The MOEA said the increase in fixed investments, which refer to funds poured into plants, machinery, equipment and other durable capital goods but excluding the purchases of land, also came after many local manufacturers with operations overseas, in particular in China, allocated more resources back to Taiwan to avoid the impact from trade frictions between the United States and China.
Data compiled by the MOEA showed the local manufacturing sector's fixed investments for the second quarter stood at NT$339.7 billion (US$10.89 billion), up 38.2 percent from a year earlier, the highest growth since the fourth quarter of 2010.
The second quarter figure also rose 4.7 percent from the first quarter, the data indicated.
In the first half of the year, the sector's fixed investments rose 33.6 percent from a year earlier to NT$664.2 billion, the MOEA said.
It added that investments in machinery and miscellaneous items hit NT$279.1 billion in the April-June period, up 43.6 percent from a year earlier and also up 2.4 percent from a quarter earlier.
The spending even accounted for more than 80 percent of the manufacturing sector's total fixed investments in the second quarter, the MOEA added.
It said Taiwanese semiconductor producers had scrambled to buy production equipment and build factories to upgrade their technology and expand production capacity in high-end processes for a larger share of the global market.
The local electronics components industry, including semiconductor providers, was the largest spender in the second quarter, investing NT$211.9 billion in fixed investments, up 53.9 percent from a year earlier and making up more than 60 percent of the manufacturing sector's total.

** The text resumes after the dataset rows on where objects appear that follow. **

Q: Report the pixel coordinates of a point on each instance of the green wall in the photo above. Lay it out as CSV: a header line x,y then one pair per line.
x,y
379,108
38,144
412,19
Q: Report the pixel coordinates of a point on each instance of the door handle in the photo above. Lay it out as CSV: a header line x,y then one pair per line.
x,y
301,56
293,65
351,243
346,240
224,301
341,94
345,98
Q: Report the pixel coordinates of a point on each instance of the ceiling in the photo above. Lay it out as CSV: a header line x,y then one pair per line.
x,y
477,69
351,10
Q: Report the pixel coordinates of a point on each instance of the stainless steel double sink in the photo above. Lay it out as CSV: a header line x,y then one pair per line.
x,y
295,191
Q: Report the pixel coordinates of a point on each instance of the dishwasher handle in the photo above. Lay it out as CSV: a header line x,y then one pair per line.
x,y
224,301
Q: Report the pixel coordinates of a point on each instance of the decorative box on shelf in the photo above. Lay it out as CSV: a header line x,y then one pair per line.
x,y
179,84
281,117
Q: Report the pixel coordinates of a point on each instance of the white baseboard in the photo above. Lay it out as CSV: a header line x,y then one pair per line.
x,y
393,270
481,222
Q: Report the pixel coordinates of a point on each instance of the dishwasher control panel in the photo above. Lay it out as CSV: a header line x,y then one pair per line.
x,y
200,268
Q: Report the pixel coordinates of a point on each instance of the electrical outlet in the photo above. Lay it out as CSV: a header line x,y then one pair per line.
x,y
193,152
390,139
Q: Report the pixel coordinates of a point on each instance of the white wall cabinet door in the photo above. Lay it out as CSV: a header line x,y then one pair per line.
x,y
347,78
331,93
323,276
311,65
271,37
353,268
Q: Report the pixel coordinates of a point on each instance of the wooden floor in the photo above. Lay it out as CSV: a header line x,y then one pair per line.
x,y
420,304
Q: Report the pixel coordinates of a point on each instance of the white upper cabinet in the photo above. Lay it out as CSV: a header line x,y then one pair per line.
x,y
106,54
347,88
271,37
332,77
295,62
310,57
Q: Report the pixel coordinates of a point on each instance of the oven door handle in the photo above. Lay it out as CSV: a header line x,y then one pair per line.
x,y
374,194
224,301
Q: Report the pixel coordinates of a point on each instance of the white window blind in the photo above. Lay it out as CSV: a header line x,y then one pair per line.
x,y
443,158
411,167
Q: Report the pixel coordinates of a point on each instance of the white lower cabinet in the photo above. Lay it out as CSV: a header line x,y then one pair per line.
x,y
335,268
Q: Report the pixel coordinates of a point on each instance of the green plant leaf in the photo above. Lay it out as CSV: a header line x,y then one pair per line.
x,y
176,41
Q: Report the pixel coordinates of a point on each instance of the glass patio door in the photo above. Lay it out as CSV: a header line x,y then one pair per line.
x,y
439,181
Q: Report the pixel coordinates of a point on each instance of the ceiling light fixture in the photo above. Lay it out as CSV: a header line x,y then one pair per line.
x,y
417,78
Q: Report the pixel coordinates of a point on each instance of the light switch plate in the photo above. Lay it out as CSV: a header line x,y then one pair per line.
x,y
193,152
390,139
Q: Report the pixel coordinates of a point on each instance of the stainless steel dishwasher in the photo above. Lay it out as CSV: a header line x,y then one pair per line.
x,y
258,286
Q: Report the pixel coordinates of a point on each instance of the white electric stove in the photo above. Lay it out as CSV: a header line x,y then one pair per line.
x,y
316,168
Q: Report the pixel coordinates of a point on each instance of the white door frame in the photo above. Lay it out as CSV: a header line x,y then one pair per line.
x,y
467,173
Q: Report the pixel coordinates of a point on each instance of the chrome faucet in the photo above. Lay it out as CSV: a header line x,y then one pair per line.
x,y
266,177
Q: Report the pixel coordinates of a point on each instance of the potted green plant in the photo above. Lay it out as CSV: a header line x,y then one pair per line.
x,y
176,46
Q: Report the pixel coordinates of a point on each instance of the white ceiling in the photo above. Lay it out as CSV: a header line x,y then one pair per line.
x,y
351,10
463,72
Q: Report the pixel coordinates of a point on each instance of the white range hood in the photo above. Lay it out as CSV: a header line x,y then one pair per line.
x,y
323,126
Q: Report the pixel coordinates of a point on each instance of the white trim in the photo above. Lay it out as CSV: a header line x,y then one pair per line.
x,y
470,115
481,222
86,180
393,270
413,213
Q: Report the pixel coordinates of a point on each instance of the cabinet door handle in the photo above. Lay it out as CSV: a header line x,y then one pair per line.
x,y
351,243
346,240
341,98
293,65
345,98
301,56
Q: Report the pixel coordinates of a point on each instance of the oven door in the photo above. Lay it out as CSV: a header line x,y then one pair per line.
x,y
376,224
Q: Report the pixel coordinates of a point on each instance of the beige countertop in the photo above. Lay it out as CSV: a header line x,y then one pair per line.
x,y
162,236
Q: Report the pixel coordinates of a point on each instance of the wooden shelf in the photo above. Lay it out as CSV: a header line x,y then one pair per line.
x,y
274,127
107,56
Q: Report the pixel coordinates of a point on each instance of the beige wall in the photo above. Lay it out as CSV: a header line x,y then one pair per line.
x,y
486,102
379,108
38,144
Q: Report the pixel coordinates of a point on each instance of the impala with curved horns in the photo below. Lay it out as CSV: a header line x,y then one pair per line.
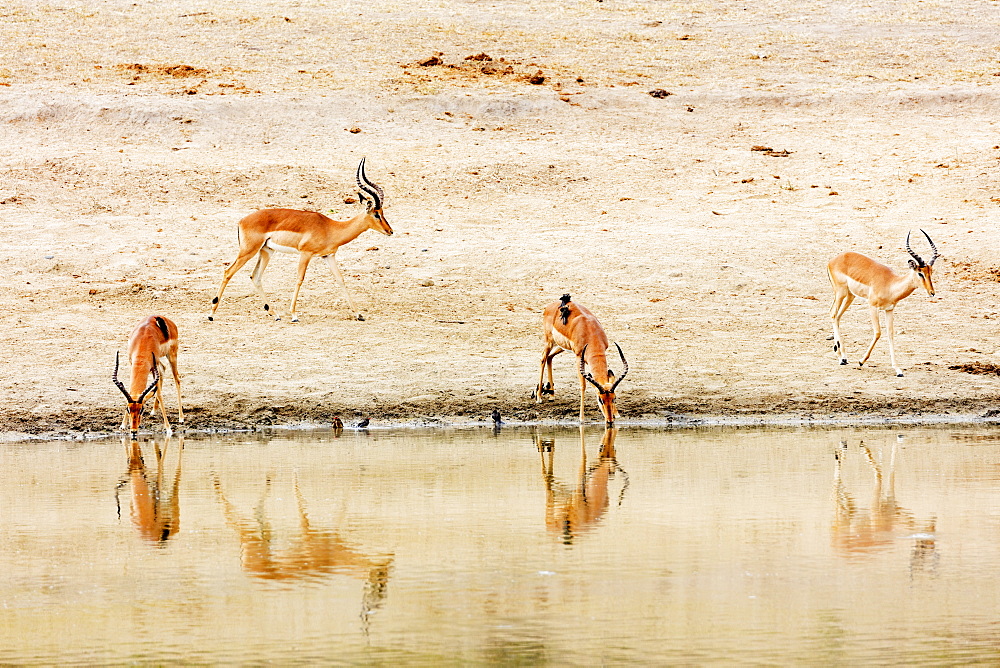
x,y
307,233
855,275
567,325
153,340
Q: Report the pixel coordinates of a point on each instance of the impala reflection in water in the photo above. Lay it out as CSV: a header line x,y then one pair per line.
x,y
155,511
859,531
722,546
575,508
310,554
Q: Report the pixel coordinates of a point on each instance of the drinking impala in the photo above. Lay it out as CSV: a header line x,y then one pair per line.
x,y
567,325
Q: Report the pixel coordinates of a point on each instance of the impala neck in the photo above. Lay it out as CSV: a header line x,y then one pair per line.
x,y
904,286
597,364
142,369
356,225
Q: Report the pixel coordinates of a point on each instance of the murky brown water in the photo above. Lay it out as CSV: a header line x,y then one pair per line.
x,y
446,547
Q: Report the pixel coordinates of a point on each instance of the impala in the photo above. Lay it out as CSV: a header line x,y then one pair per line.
x,y
855,275
568,326
153,340
307,233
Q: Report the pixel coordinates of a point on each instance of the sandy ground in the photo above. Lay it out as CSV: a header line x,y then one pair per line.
x,y
133,136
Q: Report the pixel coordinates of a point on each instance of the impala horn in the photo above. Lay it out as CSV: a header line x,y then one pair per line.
x,y
368,188
120,386
920,262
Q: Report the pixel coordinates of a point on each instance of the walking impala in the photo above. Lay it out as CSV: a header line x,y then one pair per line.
x,y
569,326
153,340
855,275
307,233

Meanwhile, fixed investments made by the local chemical, metal and computers/optoelectronics makers for the second quarter rose 11.4 percent, 79.2 percent, and 7.2 percent, respectively, from a year earlier to NT$20.1 billion, NT$13.5 percent and NT$12.2 billion, the data showed.
The high growth enjoyed by the metal industry partly reflected an increase in investments by offshore wind power developers, the MOEA said.
Bucking the upturn, local machinery makers saw their fixed investments for the second quarter falling 5.8 percent from a year earlier to NT$9.7 billion in the wake of a high comparison base over the same period of last year, the MOEA added.
Despite the increase in fixed investment in the manufacturing sector overall, the MOEA said revenue generated by the sector for the second quarter fell 2.0 percent from a year earlier to NT$6.66 trillion.
It said the fall came after the on-going trade disputes between Washington and Beijing dragged down global demand. A weakening pricing power suffered by memory chipmakers and flat panel suppliers also sent sales lower as a result of a global supply glut.
Looking forward, the MOEA said that due to the continued efforts in new technology development and the improved willingness of Taiwanese firms to invest at home amid the global trade war, fixed investments by the manufacturing sector are expected to continue to grow.
In addition, sales posted by the sector for the second half of this year could pick up as the global electronics industry has entered a peak season for the year, the MOEA said.